Legends of Dolphins Helping
Many of the tribes along the Pacific have stories of dolphins helping people at sea by guiding their canoes safely to the shore. The Maori of New Zealand also have tales of dolphins leading boats to safety and helping them through difficult parts of the sea. They call dolphins ‘water spirits’.
Dolphins symbolized helpfulness to the ancient Greeks as well, and the creatures appear in surviving artwork such as vases. They believed dolphins symbolized good luck. The ancient Greeks were a sea-faring people, and many of their myths mention dolphins helping sailors. One of the most famous is the legend of Taras. Taras was the son of the sea god Poseidon and the nymph Satyrion. One day, Taras was out on the Ionian Sea when his ship began to sink. Poseidon saw what was happening, and so he sent a dolphin to go and rescue his son. The dolphin carried Taras to the shore of what is now Italy, and the town of Taranto is named after him.
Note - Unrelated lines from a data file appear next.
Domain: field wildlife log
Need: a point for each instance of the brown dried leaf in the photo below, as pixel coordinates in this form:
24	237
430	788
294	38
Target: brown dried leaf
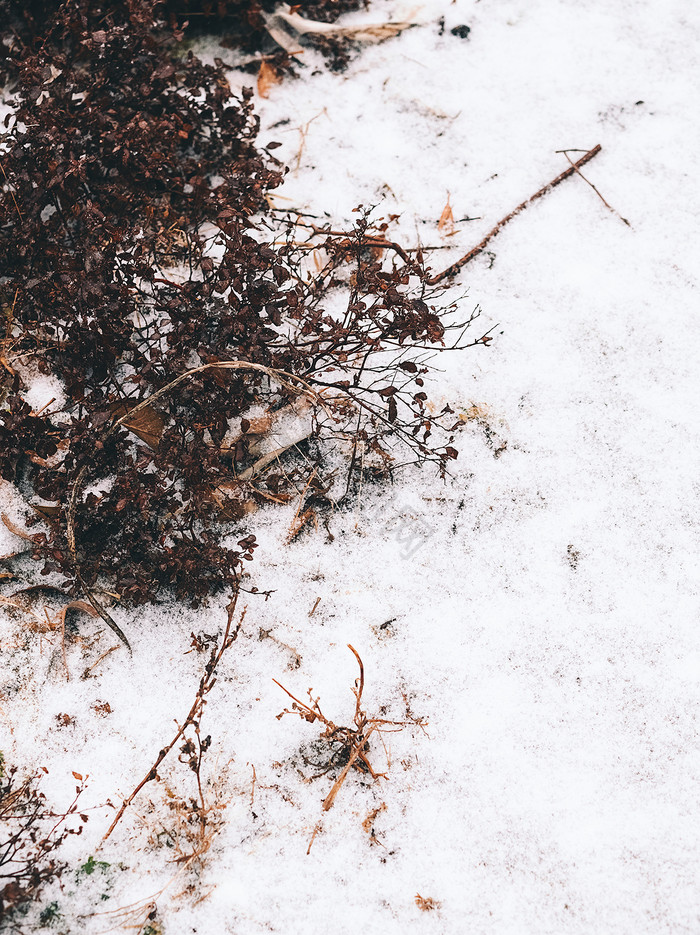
147	424
267	77
15	530
446	224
These amazing, friendly creatures get credit for more than simply rescuing people from the sea. In contrast to the tragic tales from China and Cambodia, a legend from Taiwan tells of a couple brought together by a dolphin. The lovers’s families cruelly forced them to live on separate islands until a big-hearted dolphin noticed their sadness and carried the woman across the waves to her beloved. Their families and communities then deferred to the dolphin’s wisdom and allowed them to marry and live happily ever after!